There is also a lack of consensus in the literature regarding the scoring systems that should be used to assess key CGA domains such as mobility, functional status, and cognition. Additionally, reporting on the role of CGA in optimising co-morbid medical issues and the resultant effect on an individual’s overall health is often neglected when compared with metrics relating directly to the presenting surgical pathology, such as mortality and in-hospital complications. This may account for some of the difficulties encountered by previous centres in demonstrating the clinical effectiveness of perioperative CGA [8].

This review offers key insights into the heterogeneity which exists in the patient populations and outcome measures used to evaluate CGA-based perioperative medicine services. There are also several limitations to this review. No assessment of study quality was performed, in keeping with our scoping review methodology. Additionally, no synthesis of evidence on the effectiveness of CGA-based services across specialties was conducted. Similarly, this review does not report on variations in how CGA was delivered at different centres, which could be a beneficial output for understanding the divergent ability of hospital services to implement perioperative CGA. Finally, standardisation of study terminology to allow more effective comparisons between studies, and a more succinct synopsis of the published evidence, will have invariably led to the loss of some more subtle distinctions between chosen outcome measures [19].

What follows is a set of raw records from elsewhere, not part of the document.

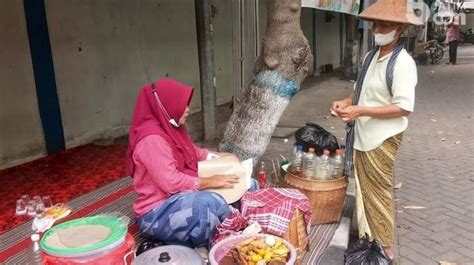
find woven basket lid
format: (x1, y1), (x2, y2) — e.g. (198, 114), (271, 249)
(358, 0), (423, 26)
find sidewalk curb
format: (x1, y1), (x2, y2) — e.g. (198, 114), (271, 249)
(319, 178), (355, 265)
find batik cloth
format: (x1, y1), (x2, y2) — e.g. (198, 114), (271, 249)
(354, 133), (402, 246)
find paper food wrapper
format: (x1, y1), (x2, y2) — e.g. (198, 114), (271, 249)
(198, 156), (253, 204)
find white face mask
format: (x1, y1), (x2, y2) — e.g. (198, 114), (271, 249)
(374, 29), (397, 46)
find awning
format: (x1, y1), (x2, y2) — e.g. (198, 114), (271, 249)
(301, 0), (360, 15)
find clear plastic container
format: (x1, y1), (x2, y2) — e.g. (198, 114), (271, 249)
(330, 149), (344, 179)
(303, 147), (316, 179)
(291, 144), (304, 172)
(315, 149), (332, 180)
(28, 234), (41, 265)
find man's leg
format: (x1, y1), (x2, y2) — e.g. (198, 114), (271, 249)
(451, 40), (458, 64)
(448, 41), (453, 63)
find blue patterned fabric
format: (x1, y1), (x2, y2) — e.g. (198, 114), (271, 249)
(137, 191), (230, 247)
(137, 179), (259, 248)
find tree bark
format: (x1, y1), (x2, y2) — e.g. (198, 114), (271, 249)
(219, 0), (313, 163)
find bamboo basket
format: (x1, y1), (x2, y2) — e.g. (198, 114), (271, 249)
(285, 167), (348, 225)
(283, 209), (309, 264)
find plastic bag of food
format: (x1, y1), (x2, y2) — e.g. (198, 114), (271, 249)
(295, 122), (339, 156)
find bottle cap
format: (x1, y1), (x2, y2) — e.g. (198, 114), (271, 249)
(31, 234), (39, 241)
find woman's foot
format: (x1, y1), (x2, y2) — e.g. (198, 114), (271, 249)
(383, 246), (393, 260)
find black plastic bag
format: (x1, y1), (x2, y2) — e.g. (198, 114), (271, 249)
(295, 122), (339, 156)
(344, 235), (392, 265)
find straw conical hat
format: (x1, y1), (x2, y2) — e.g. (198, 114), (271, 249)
(359, 0), (423, 26)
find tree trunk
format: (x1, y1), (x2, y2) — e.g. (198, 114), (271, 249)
(219, 0), (313, 163)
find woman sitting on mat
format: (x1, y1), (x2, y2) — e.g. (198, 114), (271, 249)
(126, 79), (252, 247)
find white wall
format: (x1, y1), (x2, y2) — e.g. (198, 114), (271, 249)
(212, 0), (234, 105)
(0, 0), (233, 168)
(0, 0), (45, 168)
(315, 10), (341, 70)
(46, 0), (204, 147)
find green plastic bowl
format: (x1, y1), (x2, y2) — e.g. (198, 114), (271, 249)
(40, 215), (128, 257)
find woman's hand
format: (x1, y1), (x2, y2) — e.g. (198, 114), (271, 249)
(336, 106), (362, 122)
(199, 175), (240, 190)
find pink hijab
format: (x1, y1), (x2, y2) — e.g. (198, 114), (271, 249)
(125, 79), (197, 176)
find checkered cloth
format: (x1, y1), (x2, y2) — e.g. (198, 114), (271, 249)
(241, 188), (312, 236)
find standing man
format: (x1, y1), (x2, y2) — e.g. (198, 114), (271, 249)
(331, 0), (423, 259)
(446, 16), (459, 65)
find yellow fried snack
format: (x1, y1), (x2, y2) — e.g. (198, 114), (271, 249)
(231, 237), (290, 265)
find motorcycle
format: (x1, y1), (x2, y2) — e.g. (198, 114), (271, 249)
(459, 28), (474, 44)
(414, 40), (444, 65)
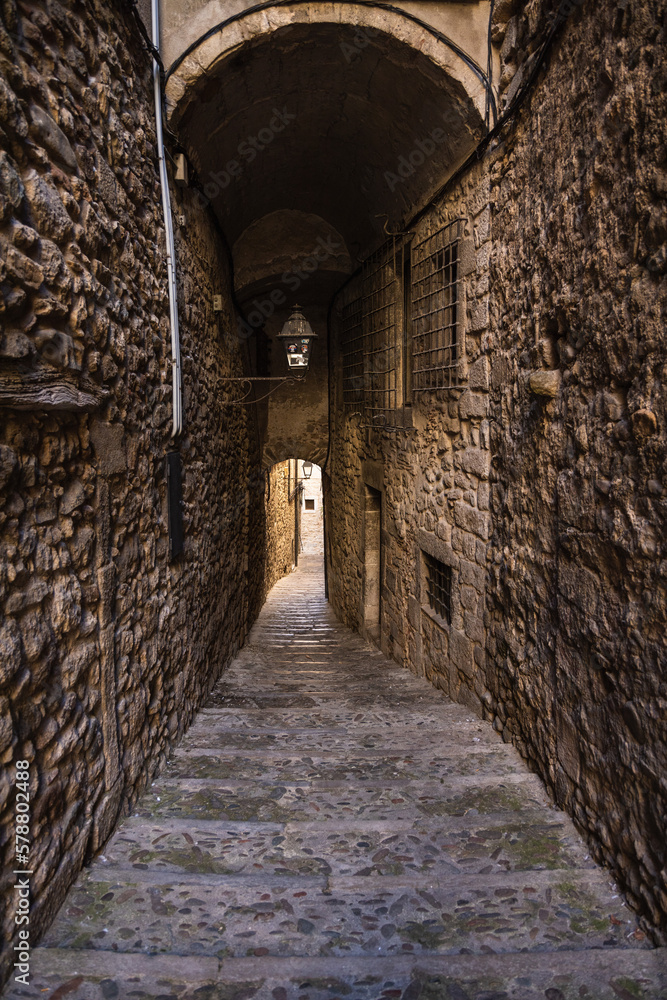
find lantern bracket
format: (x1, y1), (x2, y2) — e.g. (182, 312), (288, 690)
(217, 374), (306, 406)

The results of this scoping review and outcome mapping will inform the development of a standardised core outcome set for international use in studies of perioperative CGA-based services. Establishing this core outcome set will require further input from clinical and academic experts, patients, and the public using a modified Delphi or nominal group technique for iterative refinement.

Conclusion

In summary, this scoping review identifies 73 studies, reporting on 65 patient cohorts, utilising 165 unique outcome measures to evaluate the effectiveness of CGA-based perioperative medicine for older adults. The insights gained from collating and categorising these outcomes will now be refined with input from experts and patient groups to reach an agreed core outcome set. This will promote standardisation and enhance the validity of future studies evaluating the implementation of CGAbased perioperative services.

Declarations

Acknowledgements/funding: No external funding and no competing interests declared.

Conflicts of interest: Authors have no conflicts of interest to declare.